I'm taking a first look at tidymodels. My alternative for the current project would be non-tidyfied ranger. On a test run, classification random forest with tidymodels using the ranger engine is much slower than hand-held ranger (approximately ten times slower) when run on the classic iris dataset. Why is that?
library(tidymodels)
library(ranger)
# Make example data
data("iris")
mydata <- iris[sample(1:nrow(iris), 600, replace=T),]
# Recipe
myrecipe <- mydata %>% recipe( Species ~ . )

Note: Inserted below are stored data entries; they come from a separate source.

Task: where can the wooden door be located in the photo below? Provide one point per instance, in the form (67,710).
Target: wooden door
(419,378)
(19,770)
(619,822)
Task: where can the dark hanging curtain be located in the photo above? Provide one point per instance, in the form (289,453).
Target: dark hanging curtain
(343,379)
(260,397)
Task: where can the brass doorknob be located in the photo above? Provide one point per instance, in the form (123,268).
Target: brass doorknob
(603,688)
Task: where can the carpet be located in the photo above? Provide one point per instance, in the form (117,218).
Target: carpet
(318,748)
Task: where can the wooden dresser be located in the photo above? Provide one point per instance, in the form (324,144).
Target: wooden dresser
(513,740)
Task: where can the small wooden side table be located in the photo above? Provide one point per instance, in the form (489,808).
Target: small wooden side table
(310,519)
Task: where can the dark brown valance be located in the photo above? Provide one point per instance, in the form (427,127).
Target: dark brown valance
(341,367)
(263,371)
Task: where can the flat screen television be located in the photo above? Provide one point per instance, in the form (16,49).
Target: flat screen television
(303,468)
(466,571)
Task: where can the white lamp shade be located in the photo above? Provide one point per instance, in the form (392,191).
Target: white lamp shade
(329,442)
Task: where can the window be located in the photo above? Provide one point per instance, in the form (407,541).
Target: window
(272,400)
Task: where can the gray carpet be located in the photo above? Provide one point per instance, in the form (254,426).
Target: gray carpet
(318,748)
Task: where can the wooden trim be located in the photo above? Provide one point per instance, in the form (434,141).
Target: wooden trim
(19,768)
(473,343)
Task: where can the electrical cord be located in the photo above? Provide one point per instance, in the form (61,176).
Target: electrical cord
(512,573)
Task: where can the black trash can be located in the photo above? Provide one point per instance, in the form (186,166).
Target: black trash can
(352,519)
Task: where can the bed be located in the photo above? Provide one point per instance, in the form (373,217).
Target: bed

# Setting a Ranger RF model
myRF <- rand_forest( trees = 300, mtry = 3, min_n = 1) %>%
set_mode("classification") %>%
set_engine("ranger")
# Setting a workflow
myworkflow <- workflow() %>%
add_model(myRF) %>%
add_recipe(myrecipe)
# Compare base ranger and tidy setup
time <- Sys.time()
fit_ranger <- ranger( Species ~ . , data = mydata, probability = T,
mtry = 3, num.trees = 300, min.node.size = 1)
ranger_time <- difftime( Sys.time(), time, "secs")
time <- Sys.time()
fit_tidy <- myworkflow %>%
fit(data= mydata)
tidy_time <- difftime( Sys.time(), time, "secs")
tidy_time
ranger_time